While household water is essentially a renewable resource, since many types of waste water can be recycled and reused, as is already the case in many towns and cities, it doesn’t mean that we should actually waste waster. Saving water is something that Mother Nature will be thankful for, and is often recommended and even legally enforced in parts of the country that are subject to drought. There are many tricks and tips for saving water at a residence or business, whether it’s catching shower water in a bucket for later use on the garden, or turning the faucet off while we’re scrubbing our teeth. Sometimes saving water at a business needs a different approach, and many places are cottoning on to the fact that many aspects of day-to-day life when we think we might need to use water aren’t always as they seem. Sometimes technology has given us another way to do things, as is the case when it comes to urinals that don’t need water.

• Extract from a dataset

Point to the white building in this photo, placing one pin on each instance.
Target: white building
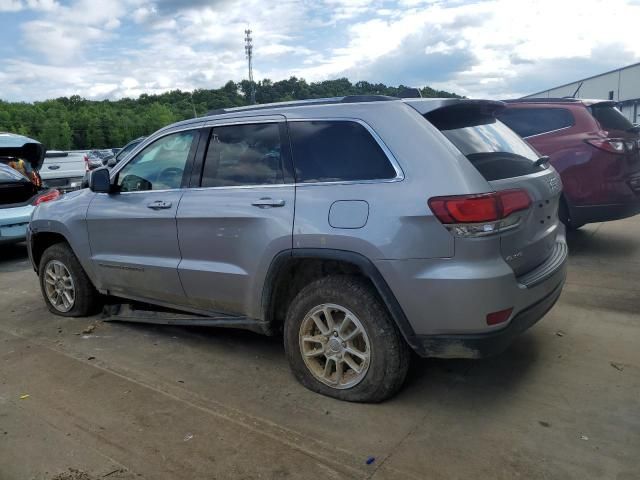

Waterless Urinals: What They Are, and How They Work

Little boy looks in the toilet – Shutterstock

Toilets: We All Need Them!

All businesses need to have toilet facilities, and often the number of facilities is heavily regulated- a bar or restaurant needs to have a certain number of toilets, depending on the town or county regulations. In older buildings, these facilities are often in perfect working order and can be left as is, although in newer buildings, it can often be a great financial and environmental decision to do without water in the urinals.

The Details

Waterless urinals are a fairly recent occurrence, having been developed by the German born inventor Klaus Reichardt in the 1980’s. Essentially the urine is collected in a receptacle within the urinal, which is covered with a sealant that allows the urine to drain in, but also traps the unpleasant smell. While the waterless urinal can be installed almost anywhere, it’s not always compatible with existing plumbing, and the undiluted urine as well as small amounts of the sealant chemicals can cause corrosion in the pipes. Before installing you’re the urinal on your own consult with a local plumber professional like

The Benefits

The environmental benefits are astounding, since each waterless urinal can save between 20,000 and 45,000 gallons of water per year, depending on the location of the urinal and how often it’s used each day. Things like poor water pressure aren’t a problem, they can be cheaper and easier to install than conventional urinals, and of course they’re more pleasant for the user, since they’re mostly free of any unpleasant smells.

As environmental concerns mean that we might treat water as a more valuable commodity than we currently do, waterless options will no doubt become more common. Waterless urinals are already a common sight, and they’re very easy to obtain and install, whether you call a plumber in Indianapolis, or a German toilet specialist.